然后他感到心口一阵尖锐的刺痛。他咬紧牙关,没有出声,但额头青筋暴起,冷汗瞬间浸透后背。
一股温热的液体,从鼻腔里涌出来。他伸手抹了一把,满手暗红。
血滴在地上,没有渗开,而是凝聚、结晶,变成一小块暗红色的固体。表面布满裂纹,内部封着混沌的阴影。
它飘起来,落在老人掌心。
老人低头看了一会儿,独眼里闪过一丝罕见的、类似悲悯的情绪。
“‘失去的人’。”他轻声说,“最重的一种。”
他将三块新得的结晶——纯白、深蓝、暗红——放在祭坛上那块暗红糖块旁边。
四块结晶互相吸引,缓缓靠近、融合。
过程很慢。
白色的结晶先融化,化作乳白色的液体,包裹住暗红糖块。糖块表面泛起珍珠般的光泽。
深蓝色的结晶接着融化,渗入糖块内部。糖块的颜色从暗红变成暗紫,内部的光点流动速度加快,像有了心跳。
最后,暗红色的结晶融化。它没有改变颜色,而是让整块糖的质地变得沉重、粘稠,表面泛起一层油润的光,像凝固的血。

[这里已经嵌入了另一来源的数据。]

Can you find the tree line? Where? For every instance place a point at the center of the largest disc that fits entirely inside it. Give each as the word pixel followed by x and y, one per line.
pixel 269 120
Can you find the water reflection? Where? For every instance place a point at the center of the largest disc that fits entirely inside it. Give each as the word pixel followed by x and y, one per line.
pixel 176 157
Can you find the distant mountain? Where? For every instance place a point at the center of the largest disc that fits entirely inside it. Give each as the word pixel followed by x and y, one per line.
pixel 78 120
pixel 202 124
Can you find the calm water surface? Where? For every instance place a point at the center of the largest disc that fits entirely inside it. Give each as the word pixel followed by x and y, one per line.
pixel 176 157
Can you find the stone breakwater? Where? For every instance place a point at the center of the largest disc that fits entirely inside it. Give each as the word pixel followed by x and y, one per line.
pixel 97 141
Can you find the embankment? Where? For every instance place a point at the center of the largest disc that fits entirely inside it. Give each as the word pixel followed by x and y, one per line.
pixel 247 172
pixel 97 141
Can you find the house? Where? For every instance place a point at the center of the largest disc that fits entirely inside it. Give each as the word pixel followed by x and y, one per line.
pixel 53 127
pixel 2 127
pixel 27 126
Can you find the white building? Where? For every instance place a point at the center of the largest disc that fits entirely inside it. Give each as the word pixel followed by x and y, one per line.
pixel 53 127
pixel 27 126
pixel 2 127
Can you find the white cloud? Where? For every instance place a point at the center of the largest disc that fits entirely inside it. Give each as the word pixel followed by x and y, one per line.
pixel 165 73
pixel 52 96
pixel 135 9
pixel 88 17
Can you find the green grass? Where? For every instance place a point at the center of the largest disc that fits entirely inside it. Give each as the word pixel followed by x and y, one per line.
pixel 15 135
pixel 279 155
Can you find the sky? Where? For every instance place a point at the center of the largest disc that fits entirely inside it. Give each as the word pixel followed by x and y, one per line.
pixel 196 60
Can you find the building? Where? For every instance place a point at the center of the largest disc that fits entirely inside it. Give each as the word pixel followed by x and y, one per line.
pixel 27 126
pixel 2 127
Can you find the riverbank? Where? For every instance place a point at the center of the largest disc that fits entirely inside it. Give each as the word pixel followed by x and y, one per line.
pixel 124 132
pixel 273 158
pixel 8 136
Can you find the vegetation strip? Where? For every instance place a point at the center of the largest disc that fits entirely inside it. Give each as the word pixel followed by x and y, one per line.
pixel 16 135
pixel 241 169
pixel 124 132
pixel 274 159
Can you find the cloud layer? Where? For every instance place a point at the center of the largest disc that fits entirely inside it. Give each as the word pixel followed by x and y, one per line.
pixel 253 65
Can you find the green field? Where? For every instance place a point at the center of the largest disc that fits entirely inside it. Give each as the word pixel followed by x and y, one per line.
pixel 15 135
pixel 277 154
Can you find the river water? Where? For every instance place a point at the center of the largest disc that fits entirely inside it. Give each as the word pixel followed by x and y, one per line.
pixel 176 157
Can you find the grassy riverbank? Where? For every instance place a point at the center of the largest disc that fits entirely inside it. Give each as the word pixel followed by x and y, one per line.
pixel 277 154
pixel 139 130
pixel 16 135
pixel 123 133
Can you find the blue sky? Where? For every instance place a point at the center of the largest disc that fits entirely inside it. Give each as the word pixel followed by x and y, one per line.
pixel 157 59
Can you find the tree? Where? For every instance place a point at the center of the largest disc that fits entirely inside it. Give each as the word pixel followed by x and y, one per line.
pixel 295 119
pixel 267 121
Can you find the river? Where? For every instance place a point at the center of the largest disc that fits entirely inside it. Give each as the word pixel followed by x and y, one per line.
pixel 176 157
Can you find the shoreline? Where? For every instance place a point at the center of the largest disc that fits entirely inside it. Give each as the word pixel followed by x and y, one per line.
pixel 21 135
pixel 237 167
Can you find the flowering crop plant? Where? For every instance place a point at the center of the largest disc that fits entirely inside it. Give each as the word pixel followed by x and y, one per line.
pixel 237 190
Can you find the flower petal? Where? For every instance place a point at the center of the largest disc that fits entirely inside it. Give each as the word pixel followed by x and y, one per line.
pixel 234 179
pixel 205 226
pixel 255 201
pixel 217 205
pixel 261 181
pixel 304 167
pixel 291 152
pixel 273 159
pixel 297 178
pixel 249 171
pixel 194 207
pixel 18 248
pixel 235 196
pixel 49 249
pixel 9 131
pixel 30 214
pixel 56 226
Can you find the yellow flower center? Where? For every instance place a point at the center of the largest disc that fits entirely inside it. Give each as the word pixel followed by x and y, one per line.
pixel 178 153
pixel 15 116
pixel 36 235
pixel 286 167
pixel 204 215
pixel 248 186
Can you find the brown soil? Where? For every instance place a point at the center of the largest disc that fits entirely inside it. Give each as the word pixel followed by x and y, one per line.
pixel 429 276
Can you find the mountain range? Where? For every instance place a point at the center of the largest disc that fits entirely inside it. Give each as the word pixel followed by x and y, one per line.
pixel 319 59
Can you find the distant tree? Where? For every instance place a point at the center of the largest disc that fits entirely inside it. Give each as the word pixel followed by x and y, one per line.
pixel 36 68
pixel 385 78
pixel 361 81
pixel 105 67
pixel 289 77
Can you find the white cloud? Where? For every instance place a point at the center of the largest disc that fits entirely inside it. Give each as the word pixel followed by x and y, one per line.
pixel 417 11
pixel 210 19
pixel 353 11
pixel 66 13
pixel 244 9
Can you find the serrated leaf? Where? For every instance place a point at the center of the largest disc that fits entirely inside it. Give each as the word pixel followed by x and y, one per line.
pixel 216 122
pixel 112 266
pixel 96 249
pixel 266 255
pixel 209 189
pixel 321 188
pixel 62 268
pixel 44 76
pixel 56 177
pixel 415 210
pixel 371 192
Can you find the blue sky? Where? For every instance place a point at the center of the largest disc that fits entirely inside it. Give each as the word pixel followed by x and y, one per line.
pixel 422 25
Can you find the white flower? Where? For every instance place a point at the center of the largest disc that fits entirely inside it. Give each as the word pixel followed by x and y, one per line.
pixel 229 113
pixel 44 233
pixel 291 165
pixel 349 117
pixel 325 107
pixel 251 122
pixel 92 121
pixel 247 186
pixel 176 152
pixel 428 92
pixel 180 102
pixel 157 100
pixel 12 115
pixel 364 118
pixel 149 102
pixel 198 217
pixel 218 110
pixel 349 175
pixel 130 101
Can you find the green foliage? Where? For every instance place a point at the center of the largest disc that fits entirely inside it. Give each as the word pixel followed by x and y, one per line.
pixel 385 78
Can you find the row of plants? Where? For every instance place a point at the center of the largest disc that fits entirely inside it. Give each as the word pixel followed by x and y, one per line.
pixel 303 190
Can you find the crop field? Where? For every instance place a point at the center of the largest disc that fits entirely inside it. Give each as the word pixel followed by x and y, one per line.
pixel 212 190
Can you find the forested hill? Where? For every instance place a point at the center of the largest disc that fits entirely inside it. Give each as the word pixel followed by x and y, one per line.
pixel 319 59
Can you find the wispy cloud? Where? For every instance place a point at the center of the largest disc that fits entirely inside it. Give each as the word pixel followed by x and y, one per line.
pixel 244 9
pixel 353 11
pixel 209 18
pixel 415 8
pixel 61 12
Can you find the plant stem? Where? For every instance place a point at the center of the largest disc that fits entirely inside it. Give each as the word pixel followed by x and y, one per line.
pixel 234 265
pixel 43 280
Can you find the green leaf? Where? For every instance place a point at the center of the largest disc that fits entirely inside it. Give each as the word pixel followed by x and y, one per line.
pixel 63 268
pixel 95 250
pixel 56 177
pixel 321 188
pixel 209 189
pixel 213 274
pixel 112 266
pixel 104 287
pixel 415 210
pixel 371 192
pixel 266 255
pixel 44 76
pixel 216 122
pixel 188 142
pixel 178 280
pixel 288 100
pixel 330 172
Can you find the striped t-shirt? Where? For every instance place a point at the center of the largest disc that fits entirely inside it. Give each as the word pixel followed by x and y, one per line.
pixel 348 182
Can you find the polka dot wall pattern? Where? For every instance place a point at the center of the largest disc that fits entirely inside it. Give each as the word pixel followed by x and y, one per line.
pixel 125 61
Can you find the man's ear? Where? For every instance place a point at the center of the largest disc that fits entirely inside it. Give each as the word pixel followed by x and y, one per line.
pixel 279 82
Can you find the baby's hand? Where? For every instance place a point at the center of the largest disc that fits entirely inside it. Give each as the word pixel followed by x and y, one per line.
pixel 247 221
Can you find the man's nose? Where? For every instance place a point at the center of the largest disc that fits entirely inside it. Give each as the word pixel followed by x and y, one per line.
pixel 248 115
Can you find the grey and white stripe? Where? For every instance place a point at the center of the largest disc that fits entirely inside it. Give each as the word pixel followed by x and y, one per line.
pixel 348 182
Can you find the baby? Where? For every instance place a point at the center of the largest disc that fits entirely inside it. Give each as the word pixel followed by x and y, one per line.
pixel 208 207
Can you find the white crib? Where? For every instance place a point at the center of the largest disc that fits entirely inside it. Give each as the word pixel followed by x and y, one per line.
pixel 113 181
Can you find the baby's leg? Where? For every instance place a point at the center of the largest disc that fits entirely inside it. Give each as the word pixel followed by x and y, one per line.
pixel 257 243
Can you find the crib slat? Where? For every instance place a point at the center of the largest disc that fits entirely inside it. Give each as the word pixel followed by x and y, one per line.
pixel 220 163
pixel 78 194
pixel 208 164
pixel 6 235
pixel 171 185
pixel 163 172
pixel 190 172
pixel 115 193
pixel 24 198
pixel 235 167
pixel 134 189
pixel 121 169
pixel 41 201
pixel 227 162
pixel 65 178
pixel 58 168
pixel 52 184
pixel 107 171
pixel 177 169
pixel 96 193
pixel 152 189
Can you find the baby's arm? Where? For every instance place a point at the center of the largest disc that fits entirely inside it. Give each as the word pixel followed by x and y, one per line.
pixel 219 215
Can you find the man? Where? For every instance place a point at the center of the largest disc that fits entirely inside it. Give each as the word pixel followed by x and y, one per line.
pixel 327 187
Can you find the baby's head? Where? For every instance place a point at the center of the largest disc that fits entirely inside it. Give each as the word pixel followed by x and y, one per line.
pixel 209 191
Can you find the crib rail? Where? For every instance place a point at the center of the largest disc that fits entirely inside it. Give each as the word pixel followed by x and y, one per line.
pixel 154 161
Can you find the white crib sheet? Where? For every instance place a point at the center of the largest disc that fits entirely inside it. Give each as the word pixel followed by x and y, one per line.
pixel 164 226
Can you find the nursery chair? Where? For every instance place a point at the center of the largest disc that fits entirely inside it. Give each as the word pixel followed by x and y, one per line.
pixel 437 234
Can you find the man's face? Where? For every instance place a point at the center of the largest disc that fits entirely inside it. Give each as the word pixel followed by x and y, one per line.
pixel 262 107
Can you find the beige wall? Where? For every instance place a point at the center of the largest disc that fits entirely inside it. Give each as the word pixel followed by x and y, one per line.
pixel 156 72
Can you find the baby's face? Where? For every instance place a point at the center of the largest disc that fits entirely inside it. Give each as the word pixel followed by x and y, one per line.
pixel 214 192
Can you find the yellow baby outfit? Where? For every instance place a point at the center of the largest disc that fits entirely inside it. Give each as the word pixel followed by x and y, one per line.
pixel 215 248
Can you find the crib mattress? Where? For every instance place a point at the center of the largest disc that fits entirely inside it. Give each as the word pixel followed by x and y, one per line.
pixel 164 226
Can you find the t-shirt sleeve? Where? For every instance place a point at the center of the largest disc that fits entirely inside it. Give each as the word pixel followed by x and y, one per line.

糖块膨胀了一圈,现在有巴掌大,沉甸甸地躺在祭坛上。内部的光点已经连成一片,像一条缓缓流淌的星河。
老人伸手掂了掂,独眼里终于露出满意的神色。
“够了。”他说。
他拿起糖块,转身走向平台最深处那三个大凹槽——放着拨浪鼓、虎头鞋、长命锁的地方。
三个凹槽前的复杂符号同时亮起暗红色的光。
老人将糖块放在三个凹槽中间的地面上。
然后他退开三步,跪下,开始吟唱。不是中文,不是任何江玄听过的语言,音节破碎,声调忽高忽低,像某种失传的咒文。
随着吟唱,糖块开始融化,表面不断剥落细小的碎屑,在空中盘旋,然后分成三股,分别飘向三个凹槽。
第一股碎屑飘向拨浪鼓。
碎屑落在鼓面上,渗进破损的鼓皮。鼓面自动修补,裂缝愈合,颜色恢复鲜艳的红色。木柄接合,尾端的弹丸重新系上。
拨浪鼓自己摇动起来,“咚咚咚”,欢快的节奏。
凹槽里传来一声满足的童音:
“摇……摇……”
然后沉寂。
第二股碎屑飘向虎头鞋。
碎屑落在鞋面上,渗透进发黑的绸料。虎头鞋恢复鲜红,金线刺绣闪闪发光。鞋底磨损的地方自动修补,变得厚实平整。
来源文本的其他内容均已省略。